Elle Fanning tells "Good Morning America" that Hulu's "The Girl From Plainville" aims to portray the events surrounding Conrad Roy III's suicide in an "unbiased way."

By Gina Tron
Elle Fanning Michelle Carter G

Actor Elle Fanning, who portrays Michelle Carter in the upcoming Hulu series “The Girl From Plainville,” hopes that the depiction will shed new light on the case.

“For us, it was looking at the case in a different light and in a more of an unbiased way,” Fanning said on “Good Morning America on Wednesday.

She said that the media had portrayed the high profile case in a “one-dimensional way, focusing on Carter as a black widow manipulator” without revealing all the nuances involved.

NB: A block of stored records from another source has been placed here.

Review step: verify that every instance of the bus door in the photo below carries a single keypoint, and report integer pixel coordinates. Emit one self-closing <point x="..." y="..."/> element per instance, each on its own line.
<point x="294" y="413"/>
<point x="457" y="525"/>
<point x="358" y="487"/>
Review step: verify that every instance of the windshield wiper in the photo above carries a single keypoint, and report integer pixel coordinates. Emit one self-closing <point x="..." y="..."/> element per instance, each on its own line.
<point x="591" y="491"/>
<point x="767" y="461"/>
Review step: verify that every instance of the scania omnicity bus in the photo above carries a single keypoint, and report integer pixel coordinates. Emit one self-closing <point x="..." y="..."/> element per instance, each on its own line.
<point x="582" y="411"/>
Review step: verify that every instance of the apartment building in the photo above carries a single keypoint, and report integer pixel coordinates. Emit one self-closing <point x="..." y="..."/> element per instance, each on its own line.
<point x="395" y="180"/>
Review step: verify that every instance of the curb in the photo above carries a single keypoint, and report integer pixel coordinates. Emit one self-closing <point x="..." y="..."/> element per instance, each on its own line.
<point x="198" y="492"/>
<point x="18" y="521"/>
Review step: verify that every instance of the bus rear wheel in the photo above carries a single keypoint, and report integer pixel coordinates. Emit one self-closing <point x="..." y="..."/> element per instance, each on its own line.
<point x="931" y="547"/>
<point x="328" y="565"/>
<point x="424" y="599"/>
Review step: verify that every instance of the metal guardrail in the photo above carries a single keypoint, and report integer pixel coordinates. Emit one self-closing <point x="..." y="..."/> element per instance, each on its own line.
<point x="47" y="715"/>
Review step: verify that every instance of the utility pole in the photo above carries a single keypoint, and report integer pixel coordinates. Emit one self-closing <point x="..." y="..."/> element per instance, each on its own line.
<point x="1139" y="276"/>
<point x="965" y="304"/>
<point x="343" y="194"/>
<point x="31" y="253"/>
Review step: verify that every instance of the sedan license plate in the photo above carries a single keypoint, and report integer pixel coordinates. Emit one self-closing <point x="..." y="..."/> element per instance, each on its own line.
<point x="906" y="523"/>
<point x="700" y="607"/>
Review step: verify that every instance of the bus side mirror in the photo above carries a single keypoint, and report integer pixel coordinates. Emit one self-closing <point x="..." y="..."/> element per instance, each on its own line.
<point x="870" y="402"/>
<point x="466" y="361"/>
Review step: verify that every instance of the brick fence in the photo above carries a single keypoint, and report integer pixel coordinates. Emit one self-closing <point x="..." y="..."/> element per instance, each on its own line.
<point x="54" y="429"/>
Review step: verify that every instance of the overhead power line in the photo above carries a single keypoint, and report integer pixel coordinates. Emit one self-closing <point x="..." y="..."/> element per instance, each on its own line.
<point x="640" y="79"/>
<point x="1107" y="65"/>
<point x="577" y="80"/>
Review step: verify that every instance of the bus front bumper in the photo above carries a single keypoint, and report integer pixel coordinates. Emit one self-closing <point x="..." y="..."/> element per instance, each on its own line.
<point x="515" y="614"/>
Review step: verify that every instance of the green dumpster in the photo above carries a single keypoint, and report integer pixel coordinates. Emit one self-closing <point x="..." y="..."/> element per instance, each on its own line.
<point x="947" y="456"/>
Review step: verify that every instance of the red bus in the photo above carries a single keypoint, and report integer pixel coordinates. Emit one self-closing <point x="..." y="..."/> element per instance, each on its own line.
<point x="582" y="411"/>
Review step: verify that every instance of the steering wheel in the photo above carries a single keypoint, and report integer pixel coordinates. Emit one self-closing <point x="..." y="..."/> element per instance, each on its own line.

“Everyone definitely had an opinion about this case,” Fanning said. “It definitely shocked the nation and we wanted to dig deeper and look at more sides to it.”

Carter, now 25, was sentenced to serve 15 months after being convicted in 2017 of involuntary manslaughter in the 2014 death of her boyfriend Conrad Roy III. A judge determined that Carter, who was 17 at the time, was culpable in 18-year-old Roy's suicide after she encouraged him to die by suicide in text messages, as well as telling him in a phone call to get back in his truck, which was filling up with carbon monoxide. She was released in January of 2020 on good behavior after appealing her conviction to the U.S. Supreme Court.

The series is based primarily on Jesse Barron’s 2017 Esquire article of the same name, which offered one of the more nuanced and detailed takes on the case at the time. The complications of the case, and Carter’s black widow characterization in the media, was then critiqued in the 2019 documentary “I Love You, Now Die,”  which Barron was a part of.

Fanning told “Good Morning America” that she and the makers of the show did their best to not “sensationalize” the case.

“To play a character, especially a real person, obviously you want to approach this story with sensitivity,” Fanning said. “I felt a great deal of responsibility because obviously these people, they are still alive and a life was lost. But at the same time, I am playing a character and you can’t judge a character that you play. You don’t have to agree with the decisions they made or necessarily like them but I think I have to come at it with an understanding.”

“The Girl From Plainville” debuts on March 29.